Este crime é comum, podendo ser praticado por qualquer pessoa, entretanto se o
agente for funcionário público e praticar a conduta se valendo de seu cargo, incidirá aumento
da pena a sexta parte. O sujeito passivo é o Estado e, mediatamente a pessoa física ou jurídica
prejudicada pela conduta criminosa. Ressaltando que seu elemento subjetivo é o dolo, e
acrescido de um fim especial de agir, devido à expressão “com o fim de prejudicar direito,
criar obrigação ou alterar a verdade sobre fato juridicamente relevante”.
Se consuma com a omissão ou inserção de forma direta ou indireta de declaração falsa
ou diversa da que deveria constar no documento, sendo assim, crime formal. Portanto, não é
exigido o efetivo uso do documento falso, nem a obtenção de vantagem ou prejuízo de
alguém. Admite tentativa tanto nas hipóteses omissivas quanto comissivas.
Vale acrescentar que os incisos II e V do art. 49 do Decreto 5.452/1943 – CLT
contemplam formas específicas de falsidade ideológica onde também se aplicam as penas do
art. 299 do CP, que são:
“Art. 49 - Para os efeitos da emissão, substituição ou anotação de Carteiras de Trabalho e Previdência Social, considerar-se-á, crime de falsidade, com as penalidades previstas no art. 299 do Código Penal;(...)II - Afirmar falsamente a sua própria identidade, filiação, lugar de nascimento, residência, profissão ou estado civil e beneficiários, ou atestar os de outra pessoa; (...)V - Anotar dolosamente em Carteira de Trabalho e Previdência Social ou registro de empregado, ou confessar ou declarar em juízo ou fora dele, data de admissão em emprego diversa da verdadeira.”

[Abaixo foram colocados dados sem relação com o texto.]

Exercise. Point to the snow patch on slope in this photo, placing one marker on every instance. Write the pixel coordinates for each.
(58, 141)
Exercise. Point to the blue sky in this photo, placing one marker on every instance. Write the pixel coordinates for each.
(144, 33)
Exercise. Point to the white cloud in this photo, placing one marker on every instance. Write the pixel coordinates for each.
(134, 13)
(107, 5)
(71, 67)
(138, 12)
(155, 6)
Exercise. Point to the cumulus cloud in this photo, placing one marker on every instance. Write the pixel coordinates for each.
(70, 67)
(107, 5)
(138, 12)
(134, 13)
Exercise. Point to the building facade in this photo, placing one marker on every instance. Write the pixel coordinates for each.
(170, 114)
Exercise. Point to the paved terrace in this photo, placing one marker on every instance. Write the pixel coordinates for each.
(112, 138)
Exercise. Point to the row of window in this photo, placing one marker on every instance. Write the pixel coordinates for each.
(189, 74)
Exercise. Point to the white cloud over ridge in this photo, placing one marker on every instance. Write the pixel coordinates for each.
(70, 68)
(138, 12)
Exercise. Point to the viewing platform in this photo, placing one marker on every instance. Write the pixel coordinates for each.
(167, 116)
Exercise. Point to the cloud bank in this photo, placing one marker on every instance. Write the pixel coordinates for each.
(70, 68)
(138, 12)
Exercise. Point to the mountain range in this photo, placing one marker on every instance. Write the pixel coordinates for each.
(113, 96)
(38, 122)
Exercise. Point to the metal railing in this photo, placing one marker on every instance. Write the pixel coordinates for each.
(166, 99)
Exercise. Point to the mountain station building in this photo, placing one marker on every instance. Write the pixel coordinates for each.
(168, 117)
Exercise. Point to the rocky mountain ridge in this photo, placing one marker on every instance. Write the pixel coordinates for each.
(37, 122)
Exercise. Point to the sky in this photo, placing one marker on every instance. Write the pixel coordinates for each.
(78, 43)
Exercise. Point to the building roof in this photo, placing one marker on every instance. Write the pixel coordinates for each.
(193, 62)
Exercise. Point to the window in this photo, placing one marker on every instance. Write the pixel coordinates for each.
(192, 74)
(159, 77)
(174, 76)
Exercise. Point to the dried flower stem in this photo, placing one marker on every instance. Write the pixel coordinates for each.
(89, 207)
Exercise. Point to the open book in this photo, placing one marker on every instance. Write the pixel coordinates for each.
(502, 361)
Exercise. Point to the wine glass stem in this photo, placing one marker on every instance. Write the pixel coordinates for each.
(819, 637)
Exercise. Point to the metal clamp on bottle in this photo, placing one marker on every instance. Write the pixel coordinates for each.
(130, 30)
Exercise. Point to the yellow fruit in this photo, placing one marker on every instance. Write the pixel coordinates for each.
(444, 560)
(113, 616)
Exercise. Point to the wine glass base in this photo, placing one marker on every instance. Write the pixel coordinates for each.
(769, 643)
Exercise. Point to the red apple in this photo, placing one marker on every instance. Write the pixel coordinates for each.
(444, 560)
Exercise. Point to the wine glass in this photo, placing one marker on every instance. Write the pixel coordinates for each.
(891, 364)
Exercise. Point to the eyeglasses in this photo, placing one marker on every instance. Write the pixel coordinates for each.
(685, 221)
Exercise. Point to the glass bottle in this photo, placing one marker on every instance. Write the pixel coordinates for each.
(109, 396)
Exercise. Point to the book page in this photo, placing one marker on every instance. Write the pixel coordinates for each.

Do caso em tela, depreende-se que a conduta do advogado se caracteriza uma
falsidade ideológica, pois preencheu o documento de forma diferente da acertada com Pablo,
além de inserir declaração diversa da acordada entre eles, fazendo com que se enquadre na
conduta ilícita descrita no Código Penal.
REFERÊNCIAS
BITTENCOURT, Cezar Roberto. Manual de Direito Penal: Parte Especial. Vol. 2. São Paulo: Saraiva, 2001.
GRECO, Rogério. Curso de Direito Penal: Parte Especial. Vol. 3. Niterói: Impetus, 2006.
HUNGRIA, Nelson. Comentários ao Código Penal. 2. ed. Rio de Janeiro: Forense, 1959,
Vol. IX.
MASSON, Cleber. Direito Penal Esquematizado. Vol. 3. São Paulo: Método. 2012.